Dire que je possède ce disque depuis 6 ans et qu'il reposait, là, en paix, à côté de Free, coincé même avec l'intégrale du J. Geils Band !
Alors, j'en ai repris l'écoute assidue. Le résultat dépasse bien des espérances. Ce disque est un condensé de la production de Soundgarden, allant du premier simple "Nothing to say" jusqu'à la fin de l'aventure quelques années plus tard. Tout cela en respectant la chronologie et un partage équitable. Par tranche de 3 à 5 titres par album, vous avez là une illustration exemplaire de ce que ce monde à la dérive nous fait ressentir. Au beau milieu de cette galette, vous avez un trou noir (vous le connaissez bien, vous qui avez connu le temps du 45 Tours). Cela s'appelle "The day I tried to live". Tout est dit. Le malaise est posé. L'esprit du courant grunge est ici gravé. Il vaut bien "I hate myself and I wanna die" de qui vous savez.
Evidemment, la chronologie impose d'attendre. Et vous êtes impatients ! N'ayez pas peur, "Black Hole Sun" est bien à l'affiche. Cependant, si vous n'avez pas su vous réfréner l'irrésistible envie de pister, pensez bien à revenir aux autres titres, qui sembleront plus brouillons au premier abord. Vous négligeriez alors des morceaux que n'aurait pas renié l'urgence du rock-garage des 70's. Quand tout va mal, croyez-vous qu'une production ultra-léchée vous aide à sombrer moins vite ?

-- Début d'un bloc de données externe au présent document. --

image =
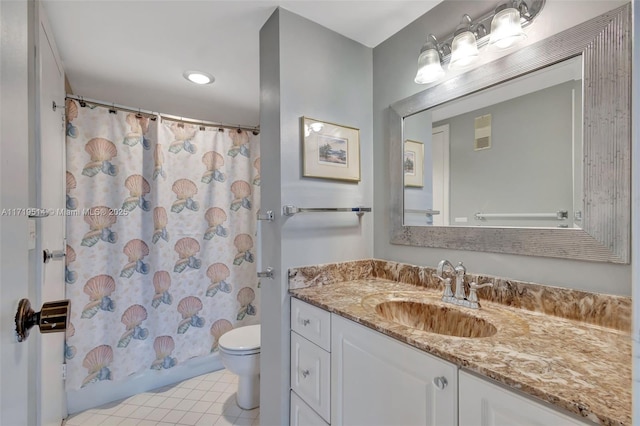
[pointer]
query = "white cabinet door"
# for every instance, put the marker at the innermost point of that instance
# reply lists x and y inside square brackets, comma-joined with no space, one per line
[483,403]
[310,374]
[302,414]
[312,323]
[376,380]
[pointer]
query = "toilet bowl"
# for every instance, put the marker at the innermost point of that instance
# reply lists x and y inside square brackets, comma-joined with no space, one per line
[240,354]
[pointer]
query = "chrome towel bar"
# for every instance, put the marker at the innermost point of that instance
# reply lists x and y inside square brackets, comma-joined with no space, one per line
[289,210]
[559,215]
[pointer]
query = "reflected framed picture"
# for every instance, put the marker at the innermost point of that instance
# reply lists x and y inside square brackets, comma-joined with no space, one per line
[330,151]
[413,164]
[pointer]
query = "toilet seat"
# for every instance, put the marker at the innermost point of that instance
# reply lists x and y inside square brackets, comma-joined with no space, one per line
[241,341]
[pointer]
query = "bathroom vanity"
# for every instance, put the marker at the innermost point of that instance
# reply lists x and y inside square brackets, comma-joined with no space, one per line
[355,362]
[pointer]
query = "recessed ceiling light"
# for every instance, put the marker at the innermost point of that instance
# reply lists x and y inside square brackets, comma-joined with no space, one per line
[198,77]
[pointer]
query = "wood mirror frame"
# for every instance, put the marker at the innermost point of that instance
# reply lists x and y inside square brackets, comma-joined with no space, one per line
[605,45]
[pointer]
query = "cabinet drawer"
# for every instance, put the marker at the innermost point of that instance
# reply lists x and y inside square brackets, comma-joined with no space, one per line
[302,414]
[311,374]
[311,323]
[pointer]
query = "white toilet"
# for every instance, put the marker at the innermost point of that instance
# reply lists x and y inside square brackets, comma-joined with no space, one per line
[240,354]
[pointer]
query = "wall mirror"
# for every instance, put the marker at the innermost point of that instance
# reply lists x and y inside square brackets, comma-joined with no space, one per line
[510,175]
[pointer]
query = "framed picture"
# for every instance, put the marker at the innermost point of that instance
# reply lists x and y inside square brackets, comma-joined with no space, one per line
[330,151]
[413,163]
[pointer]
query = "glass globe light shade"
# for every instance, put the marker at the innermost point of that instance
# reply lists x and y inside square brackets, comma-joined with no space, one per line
[506,29]
[429,68]
[464,50]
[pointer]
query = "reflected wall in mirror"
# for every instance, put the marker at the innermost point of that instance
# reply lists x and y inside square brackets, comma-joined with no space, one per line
[597,204]
[515,155]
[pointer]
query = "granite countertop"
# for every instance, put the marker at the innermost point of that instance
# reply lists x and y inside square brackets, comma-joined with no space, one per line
[577,366]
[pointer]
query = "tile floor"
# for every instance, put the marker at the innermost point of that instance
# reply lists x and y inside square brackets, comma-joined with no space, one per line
[207,400]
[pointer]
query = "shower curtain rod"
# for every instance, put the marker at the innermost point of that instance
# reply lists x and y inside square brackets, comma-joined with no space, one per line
[153,114]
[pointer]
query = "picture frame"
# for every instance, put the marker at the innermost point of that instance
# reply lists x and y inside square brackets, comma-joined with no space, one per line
[330,151]
[413,164]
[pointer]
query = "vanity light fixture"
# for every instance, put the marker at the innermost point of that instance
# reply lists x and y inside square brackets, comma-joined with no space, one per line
[506,28]
[461,48]
[429,62]
[198,77]
[464,47]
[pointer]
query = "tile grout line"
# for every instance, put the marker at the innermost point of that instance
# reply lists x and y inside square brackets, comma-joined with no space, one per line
[148,408]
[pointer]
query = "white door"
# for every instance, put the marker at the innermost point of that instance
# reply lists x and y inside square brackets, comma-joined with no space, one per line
[17,383]
[51,192]
[483,403]
[376,380]
[440,157]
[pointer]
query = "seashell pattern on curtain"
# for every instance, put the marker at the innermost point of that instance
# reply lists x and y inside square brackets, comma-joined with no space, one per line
[161,253]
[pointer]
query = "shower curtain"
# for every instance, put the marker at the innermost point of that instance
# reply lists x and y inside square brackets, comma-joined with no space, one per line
[161,225]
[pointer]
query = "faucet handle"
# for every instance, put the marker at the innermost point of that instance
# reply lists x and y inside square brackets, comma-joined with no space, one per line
[473,296]
[447,286]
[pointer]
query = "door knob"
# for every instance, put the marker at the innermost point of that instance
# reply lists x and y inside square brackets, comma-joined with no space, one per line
[440,382]
[52,318]
[266,274]
[48,255]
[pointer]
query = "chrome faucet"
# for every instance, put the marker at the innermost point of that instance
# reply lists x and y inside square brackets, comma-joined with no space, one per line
[460,271]
[460,297]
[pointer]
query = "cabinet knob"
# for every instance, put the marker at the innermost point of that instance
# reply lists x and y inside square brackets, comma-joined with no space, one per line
[440,382]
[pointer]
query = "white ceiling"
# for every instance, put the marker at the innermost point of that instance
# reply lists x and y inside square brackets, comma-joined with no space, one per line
[133,52]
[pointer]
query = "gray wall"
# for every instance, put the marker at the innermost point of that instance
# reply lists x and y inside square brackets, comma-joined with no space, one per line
[528,168]
[394,68]
[306,70]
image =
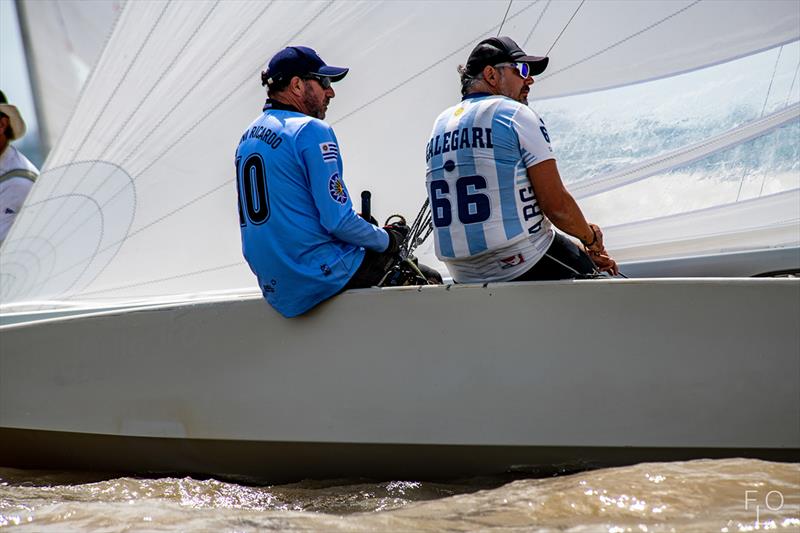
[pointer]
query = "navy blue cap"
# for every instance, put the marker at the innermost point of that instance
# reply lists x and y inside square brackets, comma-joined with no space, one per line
[298,61]
[496,50]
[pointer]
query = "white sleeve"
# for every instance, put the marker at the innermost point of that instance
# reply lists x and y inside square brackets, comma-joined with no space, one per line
[534,141]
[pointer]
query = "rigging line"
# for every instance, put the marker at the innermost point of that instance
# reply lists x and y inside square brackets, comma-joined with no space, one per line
[189,130]
[91,257]
[794,79]
[541,16]
[772,79]
[204,75]
[93,70]
[160,78]
[426,69]
[622,41]
[504,18]
[565,27]
[132,114]
[161,280]
[218,104]
[151,130]
[102,112]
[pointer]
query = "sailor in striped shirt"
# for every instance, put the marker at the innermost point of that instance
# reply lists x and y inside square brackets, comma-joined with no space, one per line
[493,184]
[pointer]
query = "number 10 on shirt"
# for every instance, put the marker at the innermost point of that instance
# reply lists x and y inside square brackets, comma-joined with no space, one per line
[252,177]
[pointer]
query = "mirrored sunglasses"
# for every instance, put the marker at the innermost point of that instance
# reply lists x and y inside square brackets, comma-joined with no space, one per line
[524,69]
[324,81]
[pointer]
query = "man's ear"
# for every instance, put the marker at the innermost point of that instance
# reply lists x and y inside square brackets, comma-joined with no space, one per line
[490,74]
[296,85]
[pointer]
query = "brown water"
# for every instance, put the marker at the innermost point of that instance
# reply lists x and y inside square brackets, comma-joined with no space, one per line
[734,495]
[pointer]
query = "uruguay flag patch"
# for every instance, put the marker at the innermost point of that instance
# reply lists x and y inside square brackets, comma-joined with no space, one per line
[330,152]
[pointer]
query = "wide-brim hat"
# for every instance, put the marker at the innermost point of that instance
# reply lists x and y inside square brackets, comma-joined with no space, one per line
[496,50]
[17,124]
[299,61]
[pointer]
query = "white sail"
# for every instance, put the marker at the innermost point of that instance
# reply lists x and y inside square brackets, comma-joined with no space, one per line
[138,197]
[63,40]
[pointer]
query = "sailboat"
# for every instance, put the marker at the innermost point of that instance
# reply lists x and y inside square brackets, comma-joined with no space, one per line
[135,338]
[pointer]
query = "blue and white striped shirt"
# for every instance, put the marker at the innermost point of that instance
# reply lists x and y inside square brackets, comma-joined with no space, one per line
[488,225]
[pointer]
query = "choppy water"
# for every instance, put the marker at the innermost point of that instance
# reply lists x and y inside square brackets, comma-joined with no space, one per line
[733,495]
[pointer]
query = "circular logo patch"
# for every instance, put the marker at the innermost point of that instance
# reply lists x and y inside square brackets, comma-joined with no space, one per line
[336,189]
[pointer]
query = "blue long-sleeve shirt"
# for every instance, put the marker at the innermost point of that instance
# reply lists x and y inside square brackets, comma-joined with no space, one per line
[300,234]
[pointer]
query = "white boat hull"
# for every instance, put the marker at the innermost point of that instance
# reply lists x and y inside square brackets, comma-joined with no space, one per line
[422,382]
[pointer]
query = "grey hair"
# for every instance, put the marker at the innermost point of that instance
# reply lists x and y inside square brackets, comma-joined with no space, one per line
[467,81]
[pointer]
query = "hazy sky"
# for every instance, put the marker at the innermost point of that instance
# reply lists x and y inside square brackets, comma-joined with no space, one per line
[13,71]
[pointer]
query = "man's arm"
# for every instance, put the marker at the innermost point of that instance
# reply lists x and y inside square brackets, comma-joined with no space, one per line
[562,210]
[330,193]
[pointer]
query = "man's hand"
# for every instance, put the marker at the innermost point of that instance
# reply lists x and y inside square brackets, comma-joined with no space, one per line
[595,242]
[604,262]
[397,235]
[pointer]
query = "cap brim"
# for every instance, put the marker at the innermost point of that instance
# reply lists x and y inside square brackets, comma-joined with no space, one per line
[538,64]
[334,73]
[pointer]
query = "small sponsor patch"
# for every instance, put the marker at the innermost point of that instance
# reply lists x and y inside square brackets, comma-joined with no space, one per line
[330,152]
[337,190]
[509,262]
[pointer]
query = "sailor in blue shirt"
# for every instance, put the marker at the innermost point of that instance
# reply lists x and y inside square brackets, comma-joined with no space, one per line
[494,188]
[300,234]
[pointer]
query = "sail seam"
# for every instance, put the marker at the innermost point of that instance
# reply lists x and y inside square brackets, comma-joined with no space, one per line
[55,213]
[417,74]
[626,39]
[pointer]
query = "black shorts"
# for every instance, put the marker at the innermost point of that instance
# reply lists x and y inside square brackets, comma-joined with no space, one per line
[563,260]
[373,267]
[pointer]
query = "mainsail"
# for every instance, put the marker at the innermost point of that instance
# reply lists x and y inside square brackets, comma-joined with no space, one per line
[137,199]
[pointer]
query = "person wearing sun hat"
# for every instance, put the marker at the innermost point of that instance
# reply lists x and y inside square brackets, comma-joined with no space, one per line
[300,234]
[17,174]
[493,185]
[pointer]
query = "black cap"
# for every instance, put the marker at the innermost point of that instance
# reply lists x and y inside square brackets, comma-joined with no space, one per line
[496,50]
[297,61]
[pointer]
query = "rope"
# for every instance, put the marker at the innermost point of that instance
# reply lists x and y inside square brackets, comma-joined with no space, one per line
[626,39]
[565,27]
[504,17]
[541,16]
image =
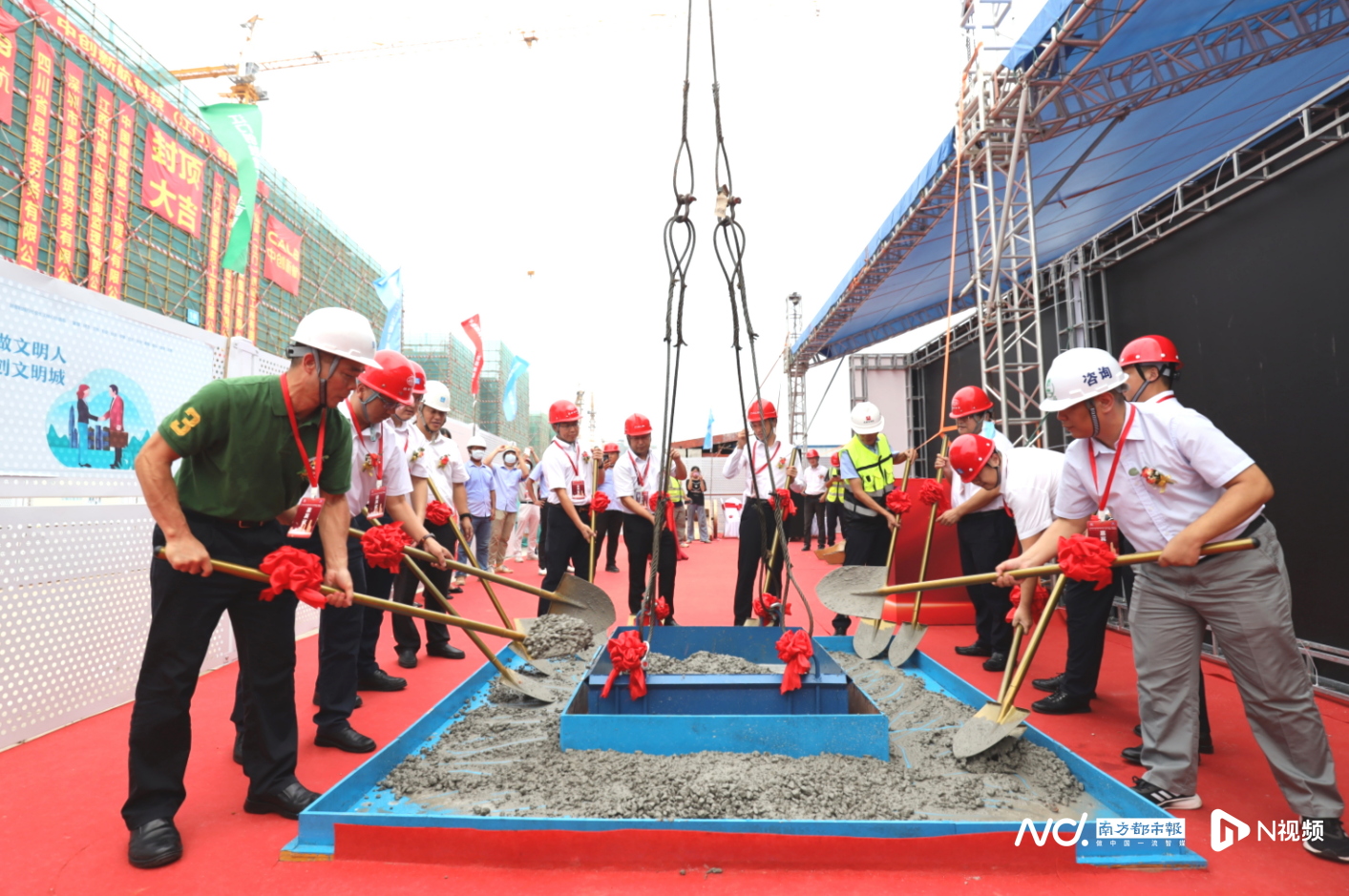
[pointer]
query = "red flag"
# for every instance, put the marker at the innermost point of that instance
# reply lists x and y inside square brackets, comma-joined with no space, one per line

Croyez-moi, ces 79 minutes peuvent en remontrer à plus d'un petit bourgeois en manque de sensations ! Soundgarden, c'est le son qu'il fallait à votre jardin secret, surtout dans le potager de l'angoisse. Pour mieux vous aider à les surmonter, pas seulement pour vous secouer les cheveux contre les tympans, histoire de faire semblant de croire que vous les lavez bien. Ce qui n'est bien sûr pas le cas. Voilà, je pensais n'avoir rien à dire sur cette rondelle. Je m'en retourne donc au commencement, "nothing (else) to say". Juste : "Ecoutez-le."